This project aims to predict the sales prices of residential homes in Ames, Iowa. The dataset contains 79 explanatory variables describing various aspects of the houses. By leveraging advanced regression techniques like random forest and gradient boosting, we can accurately estimate the final price of each home.
Ask a home buyer to describe their dream house, and they probably won't begin with the height of the basement ceiling or the proximity to an east-west railroad. But this Kaggle competition's dataset proves that much more influences price negotiations than the number of bedrooms or a white-picket fence.
With the dataset compiled by Dean De Cock, we have an incredible opportunity to showcase our skills in creative feature engineering and advanced regression techniques. The goal is to predict the sales price for each house in the test set.
The dataset used in this project is the Ames Housing dataset, which provides comprehensive information about residential homes in Ames, Iowa. It serves as a modernized and expanded version of the widely known Boston Housing dataset.
For detailed information about the dataset and its columns, please refer to the data_description.txt file.
The repository is organized as follows:
- README.md: This file you're currently reading, providing an overview of the project.
- data_description.txt: A text file containing a detailed description of the dataset.
- notebook.ipynb: Jupyter Notebook containing the code, analysis, and implementation of the project.
The notebook can be divided into the following sections:
-
Preliminary Wrangling: This section involves loading the dataset, exploring the data, and understanding its structure. It includes steps like checking data information, performing descriptive statistics, and identifying columns with missing values.
-
Data Cleaning/Preprocessing: In this section, the dataset is preprocessed to handle missing values and convert categorical variables into numerical representations suitable for machine learning models. It includes tasks like filling NaN values, converting non-numeric data into numeric formats (label encoding and one-hot encoding), and scaling/normalizing features if necessary.
-
Models: This section focuses on building and evaluating various regression models using the preprocessed dataset. The models considered in this project include Linear Regression, Lasso Regression, Ridge Regression, ElasticNet Regression, LightGBM Regression, Gradient Boosting Regression, CatBoost Regression, Bayesian Ridge Regression, Random Forest Regression, and Extra Trees Regressor. Each model is trained on the training dataset and evaluated using the validation dataset.
-
Results/Findings: This section compares the performance of the different models based on their RMSE scores. It provides insights into the effectiveness of each model in predicting house prices.
-
Submission: Finally, the best-performing model is used to predict the sale prices for the test dataset.
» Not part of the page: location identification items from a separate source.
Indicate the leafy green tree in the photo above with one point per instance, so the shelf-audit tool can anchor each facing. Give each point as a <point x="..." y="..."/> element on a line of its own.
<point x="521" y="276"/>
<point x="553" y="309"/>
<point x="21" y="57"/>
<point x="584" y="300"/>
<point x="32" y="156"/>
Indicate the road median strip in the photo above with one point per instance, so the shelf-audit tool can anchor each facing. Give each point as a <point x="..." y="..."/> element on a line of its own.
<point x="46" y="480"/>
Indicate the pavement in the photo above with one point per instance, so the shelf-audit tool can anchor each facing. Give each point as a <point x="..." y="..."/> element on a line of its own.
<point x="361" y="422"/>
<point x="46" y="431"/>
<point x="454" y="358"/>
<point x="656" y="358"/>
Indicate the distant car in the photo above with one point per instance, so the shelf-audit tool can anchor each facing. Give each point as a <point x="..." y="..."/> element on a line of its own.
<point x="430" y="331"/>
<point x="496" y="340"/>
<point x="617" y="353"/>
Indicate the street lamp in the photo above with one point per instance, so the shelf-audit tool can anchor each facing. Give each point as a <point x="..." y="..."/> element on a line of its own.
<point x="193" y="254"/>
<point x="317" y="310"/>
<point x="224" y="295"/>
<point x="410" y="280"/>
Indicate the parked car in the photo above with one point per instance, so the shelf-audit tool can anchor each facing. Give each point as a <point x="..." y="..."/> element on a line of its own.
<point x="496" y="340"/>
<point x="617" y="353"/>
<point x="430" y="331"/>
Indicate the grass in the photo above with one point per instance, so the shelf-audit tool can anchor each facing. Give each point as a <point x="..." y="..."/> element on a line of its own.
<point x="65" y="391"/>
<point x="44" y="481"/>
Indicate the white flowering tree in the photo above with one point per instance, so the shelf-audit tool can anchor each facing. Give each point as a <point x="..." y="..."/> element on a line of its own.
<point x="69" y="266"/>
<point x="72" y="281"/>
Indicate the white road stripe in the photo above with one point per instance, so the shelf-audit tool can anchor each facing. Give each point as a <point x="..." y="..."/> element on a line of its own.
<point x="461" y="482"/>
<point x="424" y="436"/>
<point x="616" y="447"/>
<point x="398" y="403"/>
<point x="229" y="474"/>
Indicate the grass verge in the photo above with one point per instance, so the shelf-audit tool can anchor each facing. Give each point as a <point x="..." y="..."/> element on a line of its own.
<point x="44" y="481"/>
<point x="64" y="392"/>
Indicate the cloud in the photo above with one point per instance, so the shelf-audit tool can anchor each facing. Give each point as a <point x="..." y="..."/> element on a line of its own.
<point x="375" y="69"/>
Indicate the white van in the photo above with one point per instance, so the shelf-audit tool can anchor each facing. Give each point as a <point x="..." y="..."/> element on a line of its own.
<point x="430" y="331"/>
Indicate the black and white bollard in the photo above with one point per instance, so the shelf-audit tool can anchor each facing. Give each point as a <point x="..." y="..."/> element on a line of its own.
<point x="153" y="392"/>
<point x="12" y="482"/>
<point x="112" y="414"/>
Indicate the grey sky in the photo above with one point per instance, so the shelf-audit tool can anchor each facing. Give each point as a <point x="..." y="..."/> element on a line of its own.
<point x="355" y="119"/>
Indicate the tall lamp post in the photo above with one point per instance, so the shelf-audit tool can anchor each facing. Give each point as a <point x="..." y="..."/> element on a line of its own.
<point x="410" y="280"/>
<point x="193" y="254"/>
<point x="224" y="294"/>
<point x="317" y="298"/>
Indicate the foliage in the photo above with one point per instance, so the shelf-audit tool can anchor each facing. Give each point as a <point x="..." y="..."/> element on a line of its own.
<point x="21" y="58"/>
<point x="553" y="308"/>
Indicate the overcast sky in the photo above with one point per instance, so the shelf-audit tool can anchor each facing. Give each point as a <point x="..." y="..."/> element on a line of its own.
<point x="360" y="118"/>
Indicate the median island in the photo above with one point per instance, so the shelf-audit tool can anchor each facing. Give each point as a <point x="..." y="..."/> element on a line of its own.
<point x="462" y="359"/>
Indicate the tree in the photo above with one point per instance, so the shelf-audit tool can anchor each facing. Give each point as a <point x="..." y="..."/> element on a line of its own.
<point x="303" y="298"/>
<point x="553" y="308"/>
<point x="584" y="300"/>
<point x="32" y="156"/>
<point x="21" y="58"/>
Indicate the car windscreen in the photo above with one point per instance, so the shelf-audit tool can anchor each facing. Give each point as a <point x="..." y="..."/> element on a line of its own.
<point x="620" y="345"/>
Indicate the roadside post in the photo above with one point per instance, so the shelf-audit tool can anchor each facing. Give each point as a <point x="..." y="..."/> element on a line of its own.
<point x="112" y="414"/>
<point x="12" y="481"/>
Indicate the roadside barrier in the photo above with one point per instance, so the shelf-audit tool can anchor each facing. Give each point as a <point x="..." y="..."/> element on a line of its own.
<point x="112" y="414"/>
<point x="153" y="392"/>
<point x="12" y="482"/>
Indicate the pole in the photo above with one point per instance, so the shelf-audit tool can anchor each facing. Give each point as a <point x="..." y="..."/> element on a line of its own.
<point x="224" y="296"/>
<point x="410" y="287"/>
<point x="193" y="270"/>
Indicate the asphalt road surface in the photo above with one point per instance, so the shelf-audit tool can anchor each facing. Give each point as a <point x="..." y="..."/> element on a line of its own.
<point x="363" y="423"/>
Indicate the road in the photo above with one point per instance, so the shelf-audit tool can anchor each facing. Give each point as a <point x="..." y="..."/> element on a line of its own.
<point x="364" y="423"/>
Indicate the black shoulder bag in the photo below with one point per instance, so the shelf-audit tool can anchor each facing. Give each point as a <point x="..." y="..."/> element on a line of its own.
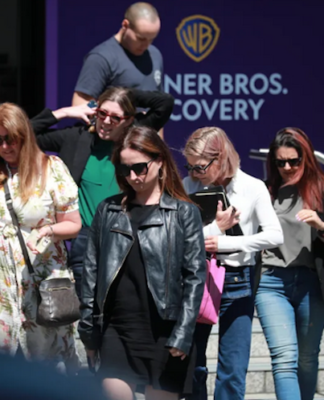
<point x="58" y="303"/>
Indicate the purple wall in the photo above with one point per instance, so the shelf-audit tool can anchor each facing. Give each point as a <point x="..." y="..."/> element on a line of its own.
<point x="274" y="45"/>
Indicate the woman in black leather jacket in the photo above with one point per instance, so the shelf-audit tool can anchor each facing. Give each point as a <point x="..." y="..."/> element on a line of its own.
<point x="143" y="275"/>
<point x="87" y="151"/>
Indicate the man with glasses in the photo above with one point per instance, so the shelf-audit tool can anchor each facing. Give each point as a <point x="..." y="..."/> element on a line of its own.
<point x="127" y="59"/>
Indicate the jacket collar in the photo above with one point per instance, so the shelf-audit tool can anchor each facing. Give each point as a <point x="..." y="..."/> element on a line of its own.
<point x="155" y="218"/>
<point x="166" y="202"/>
The predictions are then submitted in the required format for evaluation on the competition platform.
To run this project, the following packages and libraries are required:
- NumPy
- Pandas
- Matplotlib
- Seaborn
- Scikit-learn
- LightGBM
- CatBoost
- BayesianRidge
- RandomForestRegressor
- ExtraTreesRegressor
Please make sure to install these dependencies before running the project.
- Clone the repository to your local machine.
- Ensure you have the necessary requirements installed.
- Open the
notebook.ipynb
file in Jupyter Notebook or any compatible environment. - Execute the code cells in the notebook sequentially to reproduce the analysis and predictions.
- Feel free to explore and modify the code according to your needs.
The submissions in this competition are evaluated based on the Root-Mean-Squared-Error (RMSE) between the logarithm of the predicted value and the logarithm of the observed sales price. Taking logarithms helps to equalize the impact of errors on expensive and cheap houses.
By following the instructions and exploring the provided resources, you will gain a deep understanding of the project and be able to make accurate predictions on house prices.
Feel free to contribute to the project, provide feedback, or reach out with any questions or suggestions. Happy coding!
This project demonstrates the application of advanced regression techniques to predict house prices. By exploring and preprocessing the dataset, building and evaluating regression models, and submitting predictions, participants can gain experience in feature engineering, regression modeling, and working with real-world datasets.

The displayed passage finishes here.